Dichotomous criteria for the radiographic diagnosis of spinal DISH

Original Author Description
Haddad et al. 2013 [5] ‘…flowing bony bridges on the right aspect of at least four contiguous thoracic vertebrae seen on anteroposterior view and also confirmed to be flowing on the lateral thoracic spine radiograph, irrespective of the presence of radiographic sacroiliitis on the last available radiographic assessment’.
Denko et al. 2002 [47] ‘Patients with DISH met the following criteria… All DISH patients were 45 years or older with symptoms of pain in the spine and characteristic radiological changes in the involved areas consisting of widened intervertebral disk space and exuberant osteophytosis’
Guo et al. 1997 [46] ‘…flowing ossification of at least four contiguous vertebral bodies’
Marcelli et al. 1995 [45]
  • ‘(1) Presence of flowing calcification and ossification along the anterolateral aspects of at least three contiguous vertebral bodies;

  • (2) Presence of two (or more) flame-shaped anterolateral bony bridges over the intervertebral disc spaces in the same segment of the spine

  • (3) Clear predominance of the lesions on the lower thoracic and upper lumbar region (although both sides of the vertebral column are frequently involved)’

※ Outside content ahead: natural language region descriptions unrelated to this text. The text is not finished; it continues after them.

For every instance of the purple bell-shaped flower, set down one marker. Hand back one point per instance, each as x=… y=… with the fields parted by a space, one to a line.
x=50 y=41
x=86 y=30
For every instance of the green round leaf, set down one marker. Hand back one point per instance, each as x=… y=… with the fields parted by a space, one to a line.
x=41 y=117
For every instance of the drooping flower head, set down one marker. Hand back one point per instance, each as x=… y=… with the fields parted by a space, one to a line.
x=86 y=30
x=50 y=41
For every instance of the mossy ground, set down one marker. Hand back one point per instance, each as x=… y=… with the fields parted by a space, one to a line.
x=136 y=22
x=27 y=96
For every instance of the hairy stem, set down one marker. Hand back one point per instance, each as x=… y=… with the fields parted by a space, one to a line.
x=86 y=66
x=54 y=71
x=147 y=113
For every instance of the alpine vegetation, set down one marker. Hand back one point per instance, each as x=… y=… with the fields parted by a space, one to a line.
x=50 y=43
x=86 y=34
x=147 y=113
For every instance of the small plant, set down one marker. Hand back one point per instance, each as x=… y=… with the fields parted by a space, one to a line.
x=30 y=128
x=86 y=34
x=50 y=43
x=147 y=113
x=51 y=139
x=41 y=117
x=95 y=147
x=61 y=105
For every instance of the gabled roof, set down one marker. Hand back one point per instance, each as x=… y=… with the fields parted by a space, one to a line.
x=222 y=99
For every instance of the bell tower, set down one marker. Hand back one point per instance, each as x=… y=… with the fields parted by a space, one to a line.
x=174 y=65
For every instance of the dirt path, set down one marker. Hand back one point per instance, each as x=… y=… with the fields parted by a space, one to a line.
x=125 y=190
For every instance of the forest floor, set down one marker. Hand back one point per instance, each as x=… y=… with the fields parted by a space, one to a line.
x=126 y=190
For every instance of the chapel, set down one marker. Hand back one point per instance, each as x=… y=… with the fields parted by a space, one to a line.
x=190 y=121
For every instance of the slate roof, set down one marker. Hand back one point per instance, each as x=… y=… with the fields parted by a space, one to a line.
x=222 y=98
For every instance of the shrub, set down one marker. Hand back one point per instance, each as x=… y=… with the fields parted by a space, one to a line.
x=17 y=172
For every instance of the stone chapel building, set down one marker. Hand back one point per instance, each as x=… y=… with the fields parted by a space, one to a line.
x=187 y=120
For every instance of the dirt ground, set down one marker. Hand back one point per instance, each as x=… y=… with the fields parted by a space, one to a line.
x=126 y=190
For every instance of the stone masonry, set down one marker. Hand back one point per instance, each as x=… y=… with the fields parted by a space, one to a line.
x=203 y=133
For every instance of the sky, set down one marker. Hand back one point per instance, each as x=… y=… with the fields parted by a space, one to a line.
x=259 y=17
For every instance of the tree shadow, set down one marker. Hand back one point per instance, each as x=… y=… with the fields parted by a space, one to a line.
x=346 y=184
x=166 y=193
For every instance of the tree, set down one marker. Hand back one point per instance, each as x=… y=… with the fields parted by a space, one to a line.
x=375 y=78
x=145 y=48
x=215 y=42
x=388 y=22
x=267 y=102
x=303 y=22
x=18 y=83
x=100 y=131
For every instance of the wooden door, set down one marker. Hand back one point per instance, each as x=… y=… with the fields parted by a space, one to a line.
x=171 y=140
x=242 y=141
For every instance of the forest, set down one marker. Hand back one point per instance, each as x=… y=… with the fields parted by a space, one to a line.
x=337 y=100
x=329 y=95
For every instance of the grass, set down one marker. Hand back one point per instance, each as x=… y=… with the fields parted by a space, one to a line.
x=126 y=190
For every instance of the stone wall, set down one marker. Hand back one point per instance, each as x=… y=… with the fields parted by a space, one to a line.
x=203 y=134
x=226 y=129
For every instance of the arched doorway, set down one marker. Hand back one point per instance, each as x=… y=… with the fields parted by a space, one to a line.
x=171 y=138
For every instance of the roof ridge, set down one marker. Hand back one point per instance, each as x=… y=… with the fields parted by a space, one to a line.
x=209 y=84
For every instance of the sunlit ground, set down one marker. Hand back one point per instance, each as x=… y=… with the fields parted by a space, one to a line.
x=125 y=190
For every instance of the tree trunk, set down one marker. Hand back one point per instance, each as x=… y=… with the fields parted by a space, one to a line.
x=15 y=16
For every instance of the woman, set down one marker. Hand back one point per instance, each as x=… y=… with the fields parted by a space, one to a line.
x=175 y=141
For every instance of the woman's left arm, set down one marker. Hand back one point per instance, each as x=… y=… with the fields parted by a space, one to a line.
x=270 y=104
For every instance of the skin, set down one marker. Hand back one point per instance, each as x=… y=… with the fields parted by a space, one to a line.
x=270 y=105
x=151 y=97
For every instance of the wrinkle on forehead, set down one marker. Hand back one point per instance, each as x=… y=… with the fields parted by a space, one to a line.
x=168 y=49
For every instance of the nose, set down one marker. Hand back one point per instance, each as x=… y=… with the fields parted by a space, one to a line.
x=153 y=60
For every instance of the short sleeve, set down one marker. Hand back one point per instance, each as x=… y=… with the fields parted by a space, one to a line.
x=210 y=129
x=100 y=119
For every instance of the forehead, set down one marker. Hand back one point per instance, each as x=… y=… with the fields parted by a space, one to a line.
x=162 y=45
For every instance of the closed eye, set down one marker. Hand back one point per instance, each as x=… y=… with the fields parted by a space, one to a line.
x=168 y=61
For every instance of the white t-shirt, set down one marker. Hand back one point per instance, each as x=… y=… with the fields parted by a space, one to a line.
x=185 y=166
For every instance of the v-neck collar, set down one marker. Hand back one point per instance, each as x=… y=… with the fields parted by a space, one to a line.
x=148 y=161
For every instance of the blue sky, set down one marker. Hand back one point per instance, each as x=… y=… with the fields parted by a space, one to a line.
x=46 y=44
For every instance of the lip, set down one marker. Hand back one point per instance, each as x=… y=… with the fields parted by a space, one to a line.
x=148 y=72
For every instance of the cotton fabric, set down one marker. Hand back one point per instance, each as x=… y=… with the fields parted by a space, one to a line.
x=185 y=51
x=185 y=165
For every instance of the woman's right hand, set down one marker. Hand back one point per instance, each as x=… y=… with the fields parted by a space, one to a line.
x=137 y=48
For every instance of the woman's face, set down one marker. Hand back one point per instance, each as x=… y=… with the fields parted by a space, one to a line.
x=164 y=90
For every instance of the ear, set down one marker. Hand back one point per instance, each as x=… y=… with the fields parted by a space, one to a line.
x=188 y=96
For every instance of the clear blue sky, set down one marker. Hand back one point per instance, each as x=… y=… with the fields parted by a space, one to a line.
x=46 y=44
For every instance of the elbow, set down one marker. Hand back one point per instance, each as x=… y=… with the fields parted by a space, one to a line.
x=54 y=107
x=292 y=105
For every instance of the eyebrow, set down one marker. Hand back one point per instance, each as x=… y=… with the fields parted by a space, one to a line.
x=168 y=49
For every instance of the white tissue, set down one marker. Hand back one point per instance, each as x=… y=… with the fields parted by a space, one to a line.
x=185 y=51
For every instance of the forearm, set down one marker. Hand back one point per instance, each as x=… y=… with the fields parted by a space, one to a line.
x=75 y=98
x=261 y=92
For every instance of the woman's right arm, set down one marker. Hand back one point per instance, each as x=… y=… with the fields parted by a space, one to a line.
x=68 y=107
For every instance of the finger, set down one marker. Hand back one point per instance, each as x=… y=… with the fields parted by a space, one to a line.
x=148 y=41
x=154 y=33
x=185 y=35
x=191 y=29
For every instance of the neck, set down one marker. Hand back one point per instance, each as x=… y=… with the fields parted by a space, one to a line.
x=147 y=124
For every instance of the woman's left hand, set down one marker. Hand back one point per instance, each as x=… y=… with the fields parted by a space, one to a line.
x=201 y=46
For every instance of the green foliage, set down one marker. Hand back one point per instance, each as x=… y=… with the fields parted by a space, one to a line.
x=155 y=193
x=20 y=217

Rogers et al. 1987 [48] ‘…the presence of massive vertical osteophytes on the right anterolateral surface of the bodies of the thoracic spine… The vertebrae may be ankylosed but disc spaces are normal and the facet joints… are almost always normal… there must also be extraspinal manifestations of new bone growth in ligaments, in tendinous insertions or in cartilage’.
Arlet and Mazières, 1985 [41]
  • ‘(1) Bridging ossification of three adjoining vertebrae in the thoracic region.

  • (2) Absence or minimal intervening disc disease.

  • (3) No facet joint ankylosis.

  • (4) Absence of sacroiliac joints erosion or ossification’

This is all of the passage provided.